I was wondering where I could find Gabbasoft nowadays, and if it's possible to
find a version with the source code? I'm yearning to experiment with the colour
schemes and the whole program in general. Also, what are some other 
good puzzle sims besides Iso-Cube, Gabbasoft, and the one on Hi-Games?
Are there any alternatives or is that just about it?

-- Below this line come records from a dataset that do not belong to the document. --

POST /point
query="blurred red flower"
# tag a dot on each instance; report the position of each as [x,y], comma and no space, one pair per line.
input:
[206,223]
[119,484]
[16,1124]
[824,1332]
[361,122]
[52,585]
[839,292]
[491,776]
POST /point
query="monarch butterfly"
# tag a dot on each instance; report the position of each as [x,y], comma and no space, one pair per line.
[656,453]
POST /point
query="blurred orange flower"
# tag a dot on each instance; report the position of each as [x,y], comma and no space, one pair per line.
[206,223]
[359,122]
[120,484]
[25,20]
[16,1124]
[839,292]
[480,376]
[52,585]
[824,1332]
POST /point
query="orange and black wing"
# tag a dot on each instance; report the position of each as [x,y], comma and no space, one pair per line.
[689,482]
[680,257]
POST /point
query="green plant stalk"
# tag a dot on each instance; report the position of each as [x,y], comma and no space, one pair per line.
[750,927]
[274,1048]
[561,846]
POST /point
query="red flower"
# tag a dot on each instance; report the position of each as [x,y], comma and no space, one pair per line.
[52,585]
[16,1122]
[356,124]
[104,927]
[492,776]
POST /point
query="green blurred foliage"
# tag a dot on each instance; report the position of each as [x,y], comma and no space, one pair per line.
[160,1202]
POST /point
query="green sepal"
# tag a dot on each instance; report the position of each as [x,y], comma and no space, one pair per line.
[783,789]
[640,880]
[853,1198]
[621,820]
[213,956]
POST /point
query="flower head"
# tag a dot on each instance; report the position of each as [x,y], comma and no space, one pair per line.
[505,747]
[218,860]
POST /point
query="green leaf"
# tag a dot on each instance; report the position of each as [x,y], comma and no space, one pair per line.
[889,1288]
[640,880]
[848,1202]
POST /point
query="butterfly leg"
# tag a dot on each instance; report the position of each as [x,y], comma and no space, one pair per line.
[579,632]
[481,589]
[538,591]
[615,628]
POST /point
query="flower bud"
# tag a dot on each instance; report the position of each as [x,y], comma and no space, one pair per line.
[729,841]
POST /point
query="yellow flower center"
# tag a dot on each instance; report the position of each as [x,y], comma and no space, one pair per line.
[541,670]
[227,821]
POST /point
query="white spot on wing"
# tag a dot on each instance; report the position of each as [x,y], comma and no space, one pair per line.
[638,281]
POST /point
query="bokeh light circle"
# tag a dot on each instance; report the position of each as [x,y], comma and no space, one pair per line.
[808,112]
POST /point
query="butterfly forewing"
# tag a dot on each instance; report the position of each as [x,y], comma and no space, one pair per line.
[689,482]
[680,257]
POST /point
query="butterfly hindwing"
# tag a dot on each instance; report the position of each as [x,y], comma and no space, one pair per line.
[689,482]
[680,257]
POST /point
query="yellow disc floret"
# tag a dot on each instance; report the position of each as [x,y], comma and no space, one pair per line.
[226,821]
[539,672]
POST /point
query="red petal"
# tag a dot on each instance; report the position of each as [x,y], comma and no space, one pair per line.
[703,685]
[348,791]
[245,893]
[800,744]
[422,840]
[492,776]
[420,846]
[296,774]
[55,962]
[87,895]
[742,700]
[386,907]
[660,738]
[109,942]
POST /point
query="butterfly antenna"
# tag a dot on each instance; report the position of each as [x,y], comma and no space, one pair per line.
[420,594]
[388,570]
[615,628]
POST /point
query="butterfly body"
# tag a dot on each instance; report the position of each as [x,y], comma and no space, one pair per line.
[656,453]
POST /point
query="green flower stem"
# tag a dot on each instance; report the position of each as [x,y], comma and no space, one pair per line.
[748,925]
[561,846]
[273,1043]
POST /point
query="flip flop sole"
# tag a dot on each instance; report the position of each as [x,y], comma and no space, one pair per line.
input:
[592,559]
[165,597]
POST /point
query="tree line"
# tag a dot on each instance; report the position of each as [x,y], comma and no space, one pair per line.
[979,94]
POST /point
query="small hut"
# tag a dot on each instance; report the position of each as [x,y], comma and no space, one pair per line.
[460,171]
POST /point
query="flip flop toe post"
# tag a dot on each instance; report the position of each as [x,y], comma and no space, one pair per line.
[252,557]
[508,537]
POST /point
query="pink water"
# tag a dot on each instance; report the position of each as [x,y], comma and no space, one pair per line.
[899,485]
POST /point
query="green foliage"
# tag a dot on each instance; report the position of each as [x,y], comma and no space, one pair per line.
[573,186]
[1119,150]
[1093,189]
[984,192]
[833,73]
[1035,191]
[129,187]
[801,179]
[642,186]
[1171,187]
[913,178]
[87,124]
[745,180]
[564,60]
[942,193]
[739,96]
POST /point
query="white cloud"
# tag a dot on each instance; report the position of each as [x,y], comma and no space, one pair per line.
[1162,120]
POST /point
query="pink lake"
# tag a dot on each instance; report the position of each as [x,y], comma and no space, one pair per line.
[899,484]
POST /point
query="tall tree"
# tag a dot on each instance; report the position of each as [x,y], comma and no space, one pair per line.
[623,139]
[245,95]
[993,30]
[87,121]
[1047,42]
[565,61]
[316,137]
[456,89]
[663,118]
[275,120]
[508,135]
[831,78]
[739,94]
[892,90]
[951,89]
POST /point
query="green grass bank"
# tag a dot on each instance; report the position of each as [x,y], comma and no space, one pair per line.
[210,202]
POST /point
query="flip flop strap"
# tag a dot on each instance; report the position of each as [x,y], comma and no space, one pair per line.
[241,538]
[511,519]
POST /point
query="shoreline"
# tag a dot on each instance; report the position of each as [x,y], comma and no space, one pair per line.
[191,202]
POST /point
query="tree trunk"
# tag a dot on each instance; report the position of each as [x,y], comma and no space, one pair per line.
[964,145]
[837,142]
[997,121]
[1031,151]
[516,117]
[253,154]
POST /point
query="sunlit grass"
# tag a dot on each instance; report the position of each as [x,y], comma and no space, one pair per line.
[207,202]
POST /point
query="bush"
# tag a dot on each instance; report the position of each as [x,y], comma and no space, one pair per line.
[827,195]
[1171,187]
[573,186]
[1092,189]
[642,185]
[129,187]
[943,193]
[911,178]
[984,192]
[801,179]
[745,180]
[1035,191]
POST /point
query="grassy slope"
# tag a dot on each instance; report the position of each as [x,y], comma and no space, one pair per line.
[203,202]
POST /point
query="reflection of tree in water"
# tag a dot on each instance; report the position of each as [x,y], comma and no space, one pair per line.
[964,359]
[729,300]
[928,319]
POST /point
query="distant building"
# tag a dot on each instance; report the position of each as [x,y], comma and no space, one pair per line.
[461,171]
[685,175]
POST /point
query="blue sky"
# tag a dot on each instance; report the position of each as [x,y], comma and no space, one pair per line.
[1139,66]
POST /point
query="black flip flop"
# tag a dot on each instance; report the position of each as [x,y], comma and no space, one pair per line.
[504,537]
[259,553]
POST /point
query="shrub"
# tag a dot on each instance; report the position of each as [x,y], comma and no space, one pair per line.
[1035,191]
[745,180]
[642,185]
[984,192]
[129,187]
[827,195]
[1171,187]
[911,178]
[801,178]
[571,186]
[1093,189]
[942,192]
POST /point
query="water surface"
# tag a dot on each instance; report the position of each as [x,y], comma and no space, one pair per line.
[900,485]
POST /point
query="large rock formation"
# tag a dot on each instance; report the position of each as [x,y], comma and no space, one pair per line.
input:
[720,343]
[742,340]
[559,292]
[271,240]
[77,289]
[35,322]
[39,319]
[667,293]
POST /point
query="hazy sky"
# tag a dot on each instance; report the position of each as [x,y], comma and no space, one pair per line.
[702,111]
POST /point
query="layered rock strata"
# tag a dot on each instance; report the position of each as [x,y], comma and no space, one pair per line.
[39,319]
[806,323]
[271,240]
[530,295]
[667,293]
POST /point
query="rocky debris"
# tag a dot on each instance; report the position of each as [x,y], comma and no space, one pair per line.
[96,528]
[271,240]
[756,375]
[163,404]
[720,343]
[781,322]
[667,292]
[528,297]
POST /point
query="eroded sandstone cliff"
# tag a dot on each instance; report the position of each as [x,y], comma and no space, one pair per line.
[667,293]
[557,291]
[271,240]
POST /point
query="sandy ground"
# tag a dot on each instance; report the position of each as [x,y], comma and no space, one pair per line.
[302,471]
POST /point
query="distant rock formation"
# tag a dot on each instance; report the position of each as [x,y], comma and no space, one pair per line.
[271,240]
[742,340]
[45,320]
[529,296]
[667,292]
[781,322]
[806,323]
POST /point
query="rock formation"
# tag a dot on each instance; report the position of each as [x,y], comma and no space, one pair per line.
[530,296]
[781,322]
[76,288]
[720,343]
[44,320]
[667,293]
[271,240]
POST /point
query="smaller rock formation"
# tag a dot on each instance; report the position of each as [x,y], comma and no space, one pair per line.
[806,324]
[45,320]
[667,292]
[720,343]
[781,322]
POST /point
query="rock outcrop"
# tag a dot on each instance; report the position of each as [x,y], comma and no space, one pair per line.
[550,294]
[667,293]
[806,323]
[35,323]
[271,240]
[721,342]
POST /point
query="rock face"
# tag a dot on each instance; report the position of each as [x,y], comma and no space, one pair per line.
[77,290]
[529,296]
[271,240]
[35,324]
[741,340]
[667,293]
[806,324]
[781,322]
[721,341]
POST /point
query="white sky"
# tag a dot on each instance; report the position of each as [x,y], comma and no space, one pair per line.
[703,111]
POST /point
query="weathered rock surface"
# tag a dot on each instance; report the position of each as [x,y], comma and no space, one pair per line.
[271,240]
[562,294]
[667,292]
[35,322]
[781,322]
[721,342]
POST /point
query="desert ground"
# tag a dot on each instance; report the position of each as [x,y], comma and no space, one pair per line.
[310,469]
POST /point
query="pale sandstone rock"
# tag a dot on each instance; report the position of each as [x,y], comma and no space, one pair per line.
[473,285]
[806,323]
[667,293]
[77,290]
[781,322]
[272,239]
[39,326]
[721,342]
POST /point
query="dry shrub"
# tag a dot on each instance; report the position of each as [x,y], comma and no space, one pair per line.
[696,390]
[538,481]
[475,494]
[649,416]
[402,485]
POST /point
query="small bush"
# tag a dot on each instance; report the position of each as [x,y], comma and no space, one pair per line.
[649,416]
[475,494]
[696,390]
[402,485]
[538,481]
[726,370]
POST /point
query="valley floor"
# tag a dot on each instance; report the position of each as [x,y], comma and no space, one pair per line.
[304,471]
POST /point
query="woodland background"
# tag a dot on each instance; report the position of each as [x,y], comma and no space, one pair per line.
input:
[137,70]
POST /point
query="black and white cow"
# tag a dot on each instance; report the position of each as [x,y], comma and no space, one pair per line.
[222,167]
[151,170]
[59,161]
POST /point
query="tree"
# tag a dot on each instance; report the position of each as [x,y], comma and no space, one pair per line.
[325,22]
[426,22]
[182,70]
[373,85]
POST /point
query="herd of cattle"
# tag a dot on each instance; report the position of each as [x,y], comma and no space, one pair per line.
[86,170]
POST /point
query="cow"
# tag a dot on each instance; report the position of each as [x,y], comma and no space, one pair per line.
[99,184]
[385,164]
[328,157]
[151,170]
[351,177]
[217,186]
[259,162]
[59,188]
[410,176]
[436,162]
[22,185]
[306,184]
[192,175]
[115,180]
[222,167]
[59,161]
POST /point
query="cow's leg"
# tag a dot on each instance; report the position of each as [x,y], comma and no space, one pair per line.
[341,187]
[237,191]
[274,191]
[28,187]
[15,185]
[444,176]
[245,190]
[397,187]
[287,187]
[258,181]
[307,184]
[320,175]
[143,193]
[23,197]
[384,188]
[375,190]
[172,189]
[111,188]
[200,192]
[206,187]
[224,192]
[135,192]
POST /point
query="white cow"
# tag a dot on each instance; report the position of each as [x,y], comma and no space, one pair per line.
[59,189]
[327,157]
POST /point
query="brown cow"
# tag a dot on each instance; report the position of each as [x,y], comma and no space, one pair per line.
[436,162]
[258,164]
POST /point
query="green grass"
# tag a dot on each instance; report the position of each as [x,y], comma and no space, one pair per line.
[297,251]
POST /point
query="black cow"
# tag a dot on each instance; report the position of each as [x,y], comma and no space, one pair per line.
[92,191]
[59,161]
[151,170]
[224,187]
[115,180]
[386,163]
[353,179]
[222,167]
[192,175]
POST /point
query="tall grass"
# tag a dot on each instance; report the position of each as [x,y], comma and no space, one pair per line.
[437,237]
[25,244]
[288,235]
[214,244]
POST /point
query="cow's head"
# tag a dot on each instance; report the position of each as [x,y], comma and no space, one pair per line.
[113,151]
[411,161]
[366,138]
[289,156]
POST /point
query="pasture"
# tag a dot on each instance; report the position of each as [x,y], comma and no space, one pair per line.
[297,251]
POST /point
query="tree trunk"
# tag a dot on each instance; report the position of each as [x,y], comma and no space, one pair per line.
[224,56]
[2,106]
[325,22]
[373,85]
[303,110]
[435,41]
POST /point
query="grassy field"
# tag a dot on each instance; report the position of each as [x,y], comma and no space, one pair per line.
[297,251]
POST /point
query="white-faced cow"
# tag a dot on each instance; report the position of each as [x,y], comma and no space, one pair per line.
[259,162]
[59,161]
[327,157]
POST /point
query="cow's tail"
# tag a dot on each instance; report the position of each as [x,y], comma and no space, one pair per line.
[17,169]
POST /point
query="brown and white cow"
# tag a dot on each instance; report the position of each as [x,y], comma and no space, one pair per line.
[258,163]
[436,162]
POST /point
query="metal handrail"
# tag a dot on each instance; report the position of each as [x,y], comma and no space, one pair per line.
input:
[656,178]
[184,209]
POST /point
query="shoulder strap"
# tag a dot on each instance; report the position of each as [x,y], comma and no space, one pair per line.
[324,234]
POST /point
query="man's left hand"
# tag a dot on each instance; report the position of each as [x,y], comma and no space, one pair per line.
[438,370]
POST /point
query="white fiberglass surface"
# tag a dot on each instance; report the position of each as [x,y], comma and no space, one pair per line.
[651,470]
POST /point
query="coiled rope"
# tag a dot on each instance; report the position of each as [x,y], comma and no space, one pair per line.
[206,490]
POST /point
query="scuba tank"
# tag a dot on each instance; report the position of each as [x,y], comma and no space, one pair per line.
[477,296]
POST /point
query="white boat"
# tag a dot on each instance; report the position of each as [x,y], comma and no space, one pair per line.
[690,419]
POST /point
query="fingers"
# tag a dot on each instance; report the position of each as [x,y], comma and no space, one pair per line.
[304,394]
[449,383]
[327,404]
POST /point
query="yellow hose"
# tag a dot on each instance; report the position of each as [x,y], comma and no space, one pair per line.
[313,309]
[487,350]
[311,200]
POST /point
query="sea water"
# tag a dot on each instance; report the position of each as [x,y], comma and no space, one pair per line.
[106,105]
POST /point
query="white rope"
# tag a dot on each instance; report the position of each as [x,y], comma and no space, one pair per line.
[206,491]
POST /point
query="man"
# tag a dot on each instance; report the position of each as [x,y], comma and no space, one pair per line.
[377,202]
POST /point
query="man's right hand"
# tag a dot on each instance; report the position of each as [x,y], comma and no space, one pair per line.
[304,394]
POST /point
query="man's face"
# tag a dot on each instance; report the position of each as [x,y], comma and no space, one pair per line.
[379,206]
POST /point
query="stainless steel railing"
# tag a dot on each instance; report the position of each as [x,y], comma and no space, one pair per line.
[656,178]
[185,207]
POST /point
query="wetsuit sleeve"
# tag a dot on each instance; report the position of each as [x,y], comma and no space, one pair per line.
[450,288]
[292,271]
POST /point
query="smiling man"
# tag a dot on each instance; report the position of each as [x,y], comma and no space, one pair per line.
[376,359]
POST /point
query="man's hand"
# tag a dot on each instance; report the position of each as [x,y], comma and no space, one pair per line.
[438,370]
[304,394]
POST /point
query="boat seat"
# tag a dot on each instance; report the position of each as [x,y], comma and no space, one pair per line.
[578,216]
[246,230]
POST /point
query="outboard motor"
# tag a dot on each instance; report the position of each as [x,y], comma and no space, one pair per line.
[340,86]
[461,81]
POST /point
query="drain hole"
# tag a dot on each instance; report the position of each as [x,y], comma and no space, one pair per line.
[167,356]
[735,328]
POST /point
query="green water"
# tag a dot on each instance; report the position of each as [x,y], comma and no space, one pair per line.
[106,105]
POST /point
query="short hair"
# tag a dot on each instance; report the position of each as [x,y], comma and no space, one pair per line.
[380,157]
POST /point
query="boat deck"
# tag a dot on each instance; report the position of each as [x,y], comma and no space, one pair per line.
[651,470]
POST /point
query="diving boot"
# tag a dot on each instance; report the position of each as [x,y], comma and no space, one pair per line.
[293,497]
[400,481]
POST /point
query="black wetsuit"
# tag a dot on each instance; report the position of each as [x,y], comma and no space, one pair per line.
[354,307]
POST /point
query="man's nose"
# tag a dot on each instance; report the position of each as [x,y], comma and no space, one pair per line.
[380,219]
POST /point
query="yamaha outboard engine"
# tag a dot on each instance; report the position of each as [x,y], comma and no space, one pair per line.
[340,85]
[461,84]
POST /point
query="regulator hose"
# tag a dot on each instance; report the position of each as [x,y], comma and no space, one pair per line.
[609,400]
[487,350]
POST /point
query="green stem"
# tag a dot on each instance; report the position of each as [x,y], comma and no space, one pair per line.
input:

***Just to be sure, I searched the forums for gabbasoft, and didn't find anything of applicable value***


----------



## JeffDelucia (Jun 28, 2010)

Jflysim and qqsim exist. Not sure if they are good or not. Haven't tried.


----------



## addicted_to_roux (Jun 28, 2010)

As for the program itself, you can download it here. I don't know where to get the source code though.


----------



## joey (Jun 28, 2010)

qsim/qcube is very easily modifiable, hence why it is now my favourite sim.


----------



## masterofthebass (Jun 29, 2010)

gabbasoft is not an open source program, so you will not be getting the source.


----------



## InfernoTowel (Jun 29, 2010)

If you got in contact with the creators of the program, maybe you could ask them.


----------



## xFear of Napalm (Jun 29, 2010)

Thanks to everyone for taking the time to respond, and I'm probably going to download qsim... Also, I doubt that I could contact t he creators of Gabbasoft, because they seem to have abandoned the project altogether...


----------



## xFear of Napalm (Jun 29, 2010)

joey said:


> qsim/qcube is very easily modifiable, hence why it is now my favourite sim.



also, where could I find this? is it only for the iTouch?


----------



## joey (Jun 29, 2010)

nonono, that's iiTimer. And it's not a sim, it's a timer.
http://snk.digibase.ca/qcube/ for qcube
http://dl.dropbox.com/u/922195/colortest2.html (qcube for chrome)


----------